Natural fits: pharmaceuticals and banking
Toward the end of 2017, we heard much chatter about Amazon entering the pharmaceutical market and some about it entering banking. I have to say both seem like naturals given Amazon's logistics capabilities. It already has credit card on file, as well as ample experience in gift cards, and Amazon Pay. The only question is will Amazon attack these opportunities on an organic basis by building it themselves or be an opportunistic acquirer, much the way it was with Whole Foods? With $24 billion in cash and equivalents on hand at the end of September, and odds are healthy cash generation during the seasonally strong December quarter, Amazon has ample fire power to put to work.
One of the pushbacks that tends to put investors in the no-go zone with Amazon is what they see when putting the shares under the P/E microscope. This is where I remind you that there are a number of valuation tools to use, and with AMZN shares it's the PEG ratio.
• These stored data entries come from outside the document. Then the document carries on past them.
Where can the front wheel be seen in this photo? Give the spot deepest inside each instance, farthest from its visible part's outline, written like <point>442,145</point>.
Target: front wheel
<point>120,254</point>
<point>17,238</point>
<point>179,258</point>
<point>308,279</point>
Based on current consensus expectations, Amazon is poised to grow its earnings 80% per year over the 2017-2019 time frame, and is currently trading at a PEG ratio of 1.05 on 2019 EPS expectations of roughly $14. For long-term investors that understand Amazon is a stock to hold, not trade, there is a windfall to be had as Amazon makes steady progress toward those EPS expectations over the coming year. Any strategic moves like the Whole Foods one last year could accelerate that timetable.
Now a word of caution -- Amazon tends to be very tight lipped (just listen to one of its earnings conference calls) and tends to make investments for the long-term. From time to time this doesn't jive with Wall Street expectations, but Amazon is building a business for the long-term. Investors should view those moves as opportunities.
Yeah, AMZN shares had a great move in 2017, but it's far from over.